SAN DIEGO—In a study titled Real-Life Use of the PEXIVAS Reduced-dose Glucocorticoid Regimen in Granulomatosis with Polyangiitis and Microscopic Polyangiitis, Nagle et al. evaluated the efficacy and safety of the reduced-dose glucocorticoid regimen in a real-world setting.
Background/Purpose
Glucocorticoids (GCs) in combination with rituximab (RTX) or cyclophosphamide are the cornerstone of treatment for patients with severe granulomatosis with polyangiitis (GPA) and microscopic polyangiitis (MPA). GCs are associated with adverse effects, including serious infections. The PEXIVAS trial demonstrated non-inferiority of reduced-dose GC regimen compared to standard dose for the incidence of death or end-stage kidney disease (ESKD), with a significant reduction in serious infections at one year. However, the primary endpoint did not include disease progression or relapse, the majority of patients received cyclophosphamide as induction therapy, and subgroup analysis showed a trend towards an increased risk of death or ESKD in RTX-treated patients.
Methods
Nagle et al. conducted a retrospective, multicentre study comparing the PEXIVAS reduced-dose GC regimen with a standard regimen in patients with severe GPA or PAM flare between January 2018 and April 2022. The primary composite endpoint included the occurrence of death, ESKD, progression before remission requiring treatment modification or relapse, whichever occurred first. Factors associated with the occurrence of the primary endpoint and of death or ESKD (i.e. the PEXIVAS endpoint) were estimated using univariate and multivariate Cox models. In a sensitivity analysis, patients treated with reduced-dose and standard-dose GCs were compared after matching on a propensity score.
Results
Of the 234 patients enrolled (93 MPA and 148 GPA), 126 (53.8%) received a reduced GC regimen and 108 (46.2%) received a standard regimen. The primary endpoint occurred in 62/234 (26.5%) of patients during the first year of follow-up: 33.3% of patients on the reduced dose versus 18.5% on the standard dose (p=0.016).
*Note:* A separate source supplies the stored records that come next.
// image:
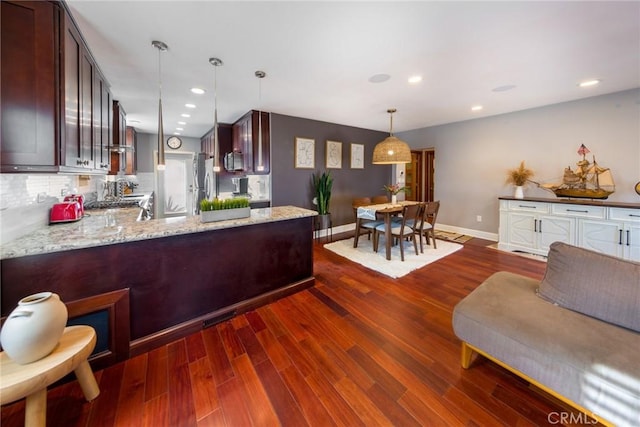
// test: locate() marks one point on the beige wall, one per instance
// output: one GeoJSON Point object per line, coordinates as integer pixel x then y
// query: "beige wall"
{"type": "Point", "coordinates": [472, 157]}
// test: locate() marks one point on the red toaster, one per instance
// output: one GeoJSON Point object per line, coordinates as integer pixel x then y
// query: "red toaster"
{"type": "Point", "coordinates": [65, 212]}
{"type": "Point", "coordinates": [76, 198]}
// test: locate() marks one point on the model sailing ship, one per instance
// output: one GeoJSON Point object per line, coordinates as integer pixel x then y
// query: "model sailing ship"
{"type": "Point", "coordinates": [588, 181]}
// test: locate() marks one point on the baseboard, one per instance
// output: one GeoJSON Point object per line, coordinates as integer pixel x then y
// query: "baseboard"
{"type": "Point", "coordinates": [468, 231]}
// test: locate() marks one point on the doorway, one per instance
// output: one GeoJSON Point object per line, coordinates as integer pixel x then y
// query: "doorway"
{"type": "Point", "coordinates": [419, 175]}
{"type": "Point", "coordinates": [176, 188]}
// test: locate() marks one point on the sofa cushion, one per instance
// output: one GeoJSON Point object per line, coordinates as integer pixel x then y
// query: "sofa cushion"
{"type": "Point", "coordinates": [590, 362]}
{"type": "Point", "coordinates": [598, 285]}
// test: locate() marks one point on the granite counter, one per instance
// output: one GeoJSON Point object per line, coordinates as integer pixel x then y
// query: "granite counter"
{"type": "Point", "coordinates": [111, 226]}
{"type": "Point", "coordinates": [177, 275]}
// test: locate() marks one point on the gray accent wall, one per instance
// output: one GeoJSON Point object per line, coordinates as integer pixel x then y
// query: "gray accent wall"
{"type": "Point", "coordinates": [291, 186]}
{"type": "Point", "coordinates": [472, 157]}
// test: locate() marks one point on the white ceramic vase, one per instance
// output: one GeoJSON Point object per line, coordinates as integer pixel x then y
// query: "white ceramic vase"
{"type": "Point", "coordinates": [34, 327]}
{"type": "Point", "coordinates": [519, 193]}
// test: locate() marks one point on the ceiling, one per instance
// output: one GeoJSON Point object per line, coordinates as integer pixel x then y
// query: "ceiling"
{"type": "Point", "coordinates": [320, 56]}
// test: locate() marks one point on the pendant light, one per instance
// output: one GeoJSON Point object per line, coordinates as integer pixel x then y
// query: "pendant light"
{"type": "Point", "coordinates": [161, 48]}
{"type": "Point", "coordinates": [260, 75]}
{"type": "Point", "coordinates": [392, 150]}
{"type": "Point", "coordinates": [216, 143]}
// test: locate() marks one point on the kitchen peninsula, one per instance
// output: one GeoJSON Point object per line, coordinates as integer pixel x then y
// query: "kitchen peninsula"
{"type": "Point", "coordinates": [179, 274]}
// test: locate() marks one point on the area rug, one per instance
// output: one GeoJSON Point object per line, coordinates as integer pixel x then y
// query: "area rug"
{"type": "Point", "coordinates": [453, 237]}
{"type": "Point", "coordinates": [395, 268]}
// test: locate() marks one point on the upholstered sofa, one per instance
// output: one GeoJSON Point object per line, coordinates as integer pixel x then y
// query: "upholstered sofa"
{"type": "Point", "coordinates": [575, 334]}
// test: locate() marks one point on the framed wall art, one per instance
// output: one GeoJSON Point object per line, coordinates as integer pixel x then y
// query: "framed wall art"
{"type": "Point", "coordinates": [334, 155]}
{"type": "Point", "coordinates": [304, 153]}
{"type": "Point", "coordinates": [357, 156]}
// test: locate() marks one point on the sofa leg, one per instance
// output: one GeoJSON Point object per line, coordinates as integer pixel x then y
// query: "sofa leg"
{"type": "Point", "coordinates": [467, 353]}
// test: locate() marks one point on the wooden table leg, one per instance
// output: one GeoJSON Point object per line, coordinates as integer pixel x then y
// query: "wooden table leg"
{"type": "Point", "coordinates": [355, 239]}
{"type": "Point", "coordinates": [87, 381]}
{"type": "Point", "coordinates": [387, 234]}
{"type": "Point", "coordinates": [35, 409]}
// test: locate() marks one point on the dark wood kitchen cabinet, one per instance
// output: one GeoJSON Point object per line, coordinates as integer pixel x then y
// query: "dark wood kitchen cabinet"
{"type": "Point", "coordinates": [29, 82]}
{"type": "Point", "coordinates": [102, 113]}
{"type": "Point", "coordinates": [251, 136]}
{"type": "Point", "coordinates": [123, 153]}
{"type": "Point", "coordinates": [78, 102]}
{"type": "Point", "coordinates": [131, 163]}
{"type": "Point", "coordinates": [224, 139]}
{"type": "Point", "coordinates": [49, 82]}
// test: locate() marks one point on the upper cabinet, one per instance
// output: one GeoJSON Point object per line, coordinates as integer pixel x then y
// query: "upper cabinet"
{"type": "Point", "coordinates": [225, 141]}
{"type": "Point", "coordinates": [102, 112]}
{"type": "Point", "coordinates": [78, 100]}
{"type": "Point", "coordinates": [28, 79]}
{"type": "Point", "coordinates": [251, 137]}
{"type": "Point", "coordinates": [125, 142]}
{"type": "Point", "coordinates": [55, 102]}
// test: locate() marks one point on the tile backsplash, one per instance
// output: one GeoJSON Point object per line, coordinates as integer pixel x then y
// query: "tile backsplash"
{"type": "Point", "coordinates": [25, 199]}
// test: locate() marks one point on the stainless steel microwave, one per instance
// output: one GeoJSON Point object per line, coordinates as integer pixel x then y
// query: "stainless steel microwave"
{"type": "Point", "coordinates": [234, 161]}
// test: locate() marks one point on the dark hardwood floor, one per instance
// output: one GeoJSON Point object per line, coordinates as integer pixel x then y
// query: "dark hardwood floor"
{"type": "Point", "coordinates": [357, 349]}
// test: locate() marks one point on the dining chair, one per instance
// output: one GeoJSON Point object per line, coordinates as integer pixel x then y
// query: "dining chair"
{"type": "Point", "coordinates": [428, 224]}
{"type": "Point", "coordinates": [410, 213]}
{"type": "Point", "coordinates": [364, 228]}
{"type": "Point", "coordinates": [376, 200]}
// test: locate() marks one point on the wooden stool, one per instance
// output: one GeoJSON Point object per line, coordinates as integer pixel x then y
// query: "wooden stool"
{"type": "Point", "coordinates": [31, 380]}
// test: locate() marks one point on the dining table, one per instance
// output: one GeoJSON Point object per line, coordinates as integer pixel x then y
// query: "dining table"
{"type": "Point", "coordinates": [374, 212]}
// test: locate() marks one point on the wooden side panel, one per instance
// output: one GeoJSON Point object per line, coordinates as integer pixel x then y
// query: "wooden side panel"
{"type": "Point", "coordinates": [173, 279]}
In multivariate analysis, a reduced GC regimen was significantly associated with the occurrence of the endpoint compared to a standard regimen (HR 1.72; 95%CI 1.08-2.74) (Figure 1), but was not associated with an increased risk of death or ESKD (HR 1.62; 95%CI 0.82-3.19) (Figure 2). There was no significant difference in serious infections at 1 year (20.6% vs 15.7%, p=0.427).
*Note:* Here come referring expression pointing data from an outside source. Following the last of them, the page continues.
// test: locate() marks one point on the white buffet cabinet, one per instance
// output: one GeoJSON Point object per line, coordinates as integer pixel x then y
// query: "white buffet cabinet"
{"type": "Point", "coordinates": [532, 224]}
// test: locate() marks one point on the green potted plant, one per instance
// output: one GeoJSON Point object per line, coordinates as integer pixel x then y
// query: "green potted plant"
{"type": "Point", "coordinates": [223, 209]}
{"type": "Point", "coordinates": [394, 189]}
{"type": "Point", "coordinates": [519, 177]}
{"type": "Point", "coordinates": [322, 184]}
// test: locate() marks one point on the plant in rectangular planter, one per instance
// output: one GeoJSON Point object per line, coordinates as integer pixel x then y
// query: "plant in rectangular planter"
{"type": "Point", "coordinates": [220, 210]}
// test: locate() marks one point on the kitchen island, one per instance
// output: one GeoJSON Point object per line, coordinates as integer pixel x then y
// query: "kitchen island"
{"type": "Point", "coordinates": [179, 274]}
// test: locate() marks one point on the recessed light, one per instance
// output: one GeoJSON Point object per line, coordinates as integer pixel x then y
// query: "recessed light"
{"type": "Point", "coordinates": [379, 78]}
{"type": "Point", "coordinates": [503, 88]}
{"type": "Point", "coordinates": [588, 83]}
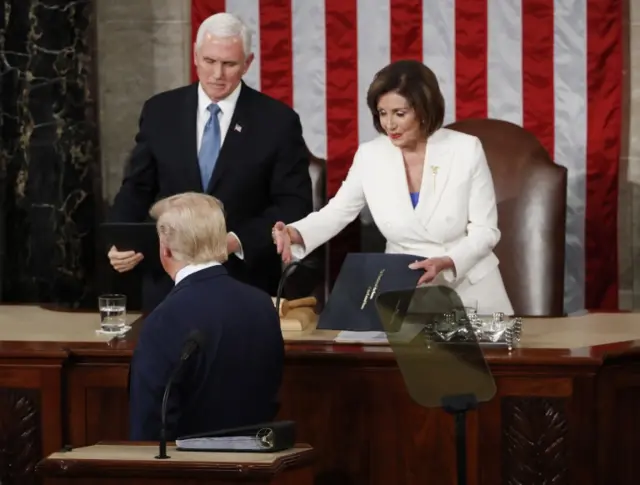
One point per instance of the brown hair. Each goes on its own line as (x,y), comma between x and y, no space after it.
(417,84)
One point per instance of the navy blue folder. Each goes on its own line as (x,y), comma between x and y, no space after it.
(363,276)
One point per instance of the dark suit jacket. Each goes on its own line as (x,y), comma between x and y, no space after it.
(233,381)
(261,176)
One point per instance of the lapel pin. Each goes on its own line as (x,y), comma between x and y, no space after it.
(434,171)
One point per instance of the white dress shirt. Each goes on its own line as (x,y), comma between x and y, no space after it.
(227,107)
(193,268)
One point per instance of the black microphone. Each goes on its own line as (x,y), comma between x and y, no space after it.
(285,274)
(194,341)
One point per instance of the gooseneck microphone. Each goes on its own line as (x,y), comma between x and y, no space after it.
(194,341)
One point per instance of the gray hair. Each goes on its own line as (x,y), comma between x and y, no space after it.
(225,25)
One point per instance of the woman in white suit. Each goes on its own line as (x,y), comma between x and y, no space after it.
(428,188)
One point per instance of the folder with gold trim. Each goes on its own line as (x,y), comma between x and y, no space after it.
(266,437)
(363,276)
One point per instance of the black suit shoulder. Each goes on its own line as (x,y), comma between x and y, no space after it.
(171,99)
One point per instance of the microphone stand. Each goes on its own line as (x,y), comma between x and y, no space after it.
(285,274)
(162,453)
(193,342)
(458,406)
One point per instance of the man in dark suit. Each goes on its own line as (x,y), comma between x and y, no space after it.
(220,137)
(234,378)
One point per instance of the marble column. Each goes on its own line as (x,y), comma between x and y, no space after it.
(49,152)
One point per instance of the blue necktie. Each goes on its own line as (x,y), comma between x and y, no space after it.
(210,147)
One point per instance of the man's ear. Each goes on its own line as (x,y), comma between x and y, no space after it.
(165,252)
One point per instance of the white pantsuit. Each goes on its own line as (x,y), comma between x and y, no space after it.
(456,214)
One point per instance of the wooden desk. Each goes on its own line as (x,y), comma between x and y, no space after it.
(566,410)
(133,463)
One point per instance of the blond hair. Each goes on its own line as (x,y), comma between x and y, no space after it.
(193,227)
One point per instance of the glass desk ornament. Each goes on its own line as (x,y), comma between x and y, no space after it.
(493,330)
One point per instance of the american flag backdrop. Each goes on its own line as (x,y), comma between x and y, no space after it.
(552,66)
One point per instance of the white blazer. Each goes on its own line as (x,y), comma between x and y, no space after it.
(456,214)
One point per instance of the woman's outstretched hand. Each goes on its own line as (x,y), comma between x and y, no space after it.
(432,267)
(281,235)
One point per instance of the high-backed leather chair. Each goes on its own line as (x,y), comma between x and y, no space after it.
(531,191)
(310,278)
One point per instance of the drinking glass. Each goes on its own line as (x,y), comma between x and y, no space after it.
(113,312)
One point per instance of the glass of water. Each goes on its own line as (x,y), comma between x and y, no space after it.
(113,312)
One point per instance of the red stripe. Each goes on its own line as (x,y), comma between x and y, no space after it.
(342,110)
(276,66)
(537,68)
(406,30)
(471,59)
(200,10)
(604,93)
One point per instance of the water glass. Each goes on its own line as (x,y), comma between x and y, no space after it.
(471,308)
(113,312)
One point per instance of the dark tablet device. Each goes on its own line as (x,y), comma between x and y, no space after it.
(141,237)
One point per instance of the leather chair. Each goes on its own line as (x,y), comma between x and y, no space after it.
(531,191)
(310,278)
(532,199)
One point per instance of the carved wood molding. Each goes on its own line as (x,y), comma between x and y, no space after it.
(20,436)
(535,441)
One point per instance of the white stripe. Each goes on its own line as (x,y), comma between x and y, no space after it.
(374,52)
(439,49)
(504,60)
(570,98)
(249,12)
(309,72)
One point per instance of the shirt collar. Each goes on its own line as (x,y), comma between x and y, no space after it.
(193,268)
(227,105)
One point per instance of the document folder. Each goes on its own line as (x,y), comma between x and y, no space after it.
(266,437)
(363,276)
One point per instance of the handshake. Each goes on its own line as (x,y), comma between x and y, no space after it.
(284,237)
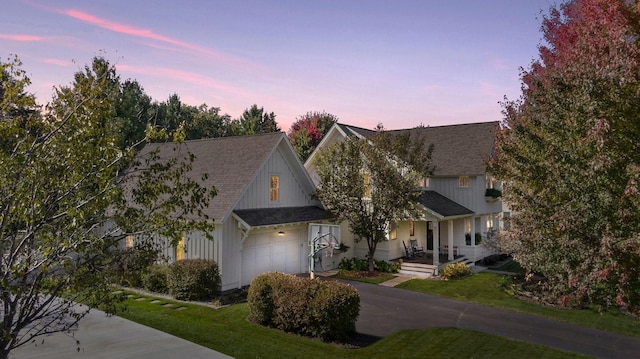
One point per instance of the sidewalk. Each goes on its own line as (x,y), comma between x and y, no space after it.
(104,337)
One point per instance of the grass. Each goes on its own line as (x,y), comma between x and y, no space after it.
(483,288)
(227,330)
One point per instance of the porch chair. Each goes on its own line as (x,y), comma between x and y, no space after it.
(417,250)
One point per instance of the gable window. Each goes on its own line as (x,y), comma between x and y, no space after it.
(274,188)
(393,230)
(463,181)
(128,241)
(367,185)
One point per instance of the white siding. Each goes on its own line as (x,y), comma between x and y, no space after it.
(291,192)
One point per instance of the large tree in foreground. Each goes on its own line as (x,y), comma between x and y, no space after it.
(371,182)
(570,155)
(65,203)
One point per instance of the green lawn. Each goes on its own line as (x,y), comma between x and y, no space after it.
(483,288)
(227,330)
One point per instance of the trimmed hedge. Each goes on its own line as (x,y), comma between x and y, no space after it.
(312,307)
(455,271)
(194,279)
(156,279)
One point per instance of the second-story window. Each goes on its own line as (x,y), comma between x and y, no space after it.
(463,181)
(275,187)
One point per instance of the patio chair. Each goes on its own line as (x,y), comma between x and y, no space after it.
(415,248)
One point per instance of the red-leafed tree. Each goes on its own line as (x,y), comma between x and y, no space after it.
(570,155)
(306,133)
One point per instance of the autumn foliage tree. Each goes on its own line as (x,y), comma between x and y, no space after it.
(569,152)
(306,133)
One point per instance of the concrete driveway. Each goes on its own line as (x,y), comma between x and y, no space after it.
(102,337)
(386,310)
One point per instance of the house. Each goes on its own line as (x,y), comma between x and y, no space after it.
(460,200)
(262,211)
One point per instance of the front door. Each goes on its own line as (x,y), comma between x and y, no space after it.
(429,236)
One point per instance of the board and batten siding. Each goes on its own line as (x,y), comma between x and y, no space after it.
(291,192)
After propensity score matching, the reduced-dose GC regimen tended to be more likely to meet the primary endpoint than the standard regimen (HR 1.57; 95%CI 0.93-2.64) (Figure 3). In the subgroup of patients treated with the reduced-dose GC regimen, patients with creatinine levels above 300 μmol/L were more likely to meet the primary endpoint (RR 2.14; 95% CI 1.14-4.03). Similarly, in the subgroup of patients treated with RTX, the reduced-dose GC regimen tended to be more likely to achieve the primary endpoint (HR 1.61; 95% CI 0.94-2.77) and was more likely to meet death or ESKD (HR 2.42; 95%CI 1.04-5.66).